Logo saberemos o que vai dizer o Tribunal Constitucional. Mas é pouco provável que decida pela constitucionalidade da coisa. Se o fizer, mesmo invocando “estado de necessidade” ou “imprevisibilidade das despesas futuras”, prestará um mau serviço. E então é que não se poderá dizer que é “a democracia a funcionar”. Não. Nessa altura, será a demagogia e a incerteza errática da decisão política contra a certeza do direito.

Se o Tribunal Constitucional aceitar a lei dos apoios sociais, estará a legitimar a incerteza do direito, a avalizar o governo de assembleia e a legitimar a demagogia. Não haveria, depois disso, qualquer razão para impedir que o Parlamento alterasse à vontade os orçamentos, decidisse gastar o que lhe apetece, fizesse demagogia eleitoral e se entregasse voluptuosamente à irresponsabilidade. A tradição de seriedade e de responsabilidade, para já não dizer de rigor, permite pensar que o Tribunal não cairá nesta armadilha.

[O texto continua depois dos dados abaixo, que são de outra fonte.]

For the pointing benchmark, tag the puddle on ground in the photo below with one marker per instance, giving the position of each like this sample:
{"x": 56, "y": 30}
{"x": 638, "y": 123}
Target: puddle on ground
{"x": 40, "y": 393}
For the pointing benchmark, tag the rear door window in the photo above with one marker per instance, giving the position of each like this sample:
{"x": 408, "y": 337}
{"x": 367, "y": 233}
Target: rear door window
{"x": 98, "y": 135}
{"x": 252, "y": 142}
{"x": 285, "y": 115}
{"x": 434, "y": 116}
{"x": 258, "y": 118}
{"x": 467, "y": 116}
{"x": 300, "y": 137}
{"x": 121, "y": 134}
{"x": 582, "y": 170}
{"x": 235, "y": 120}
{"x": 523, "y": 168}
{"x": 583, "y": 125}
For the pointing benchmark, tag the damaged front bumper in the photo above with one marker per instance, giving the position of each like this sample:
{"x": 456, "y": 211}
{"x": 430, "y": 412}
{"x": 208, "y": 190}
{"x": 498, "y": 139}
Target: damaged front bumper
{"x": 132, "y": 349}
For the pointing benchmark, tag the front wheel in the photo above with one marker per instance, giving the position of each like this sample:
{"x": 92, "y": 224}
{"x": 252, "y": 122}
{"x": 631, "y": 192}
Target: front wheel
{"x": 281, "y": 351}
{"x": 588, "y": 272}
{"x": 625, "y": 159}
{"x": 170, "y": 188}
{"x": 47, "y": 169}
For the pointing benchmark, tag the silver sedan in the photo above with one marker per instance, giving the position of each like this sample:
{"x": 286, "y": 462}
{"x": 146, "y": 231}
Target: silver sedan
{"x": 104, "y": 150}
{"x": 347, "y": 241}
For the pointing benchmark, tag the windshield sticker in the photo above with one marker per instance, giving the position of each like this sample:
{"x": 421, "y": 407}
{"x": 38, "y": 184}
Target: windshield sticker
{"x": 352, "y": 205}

Houve dirigentes partidários que disseram simplesmente que era necessário porque havia “gente a viver com dificuldades”! Como se a constitucionalidade fosse uma questão de pobreza ou de riqueza. Uma líder partidária garantiu que era constitucional “porque há dinheiro!”. Ficámos a saber que, para esse partido, a constitucionalidade é uma questão de contabilidade. Vários dirigentes, à esquerda e à direita, disseram sem gaguejar que “já antes se tinha feito algo parecido”. Houve quem garantisse que era perfeitamente igual a um orçamento suplementar ou rectificativo. E outros dizerem que a Constituição não quer dizer bem “as despesas”, como diz, mas antes “a despesa” total. O facto de se pretender, agora, gastar primeiro, para depois, legalizar, por vida de leis retroactivas, não comoveu os que tentaram fazer o teste ácido. Se esta lei passar e for considerada constitucional, nunca mais a demagogia conhecerá um freio.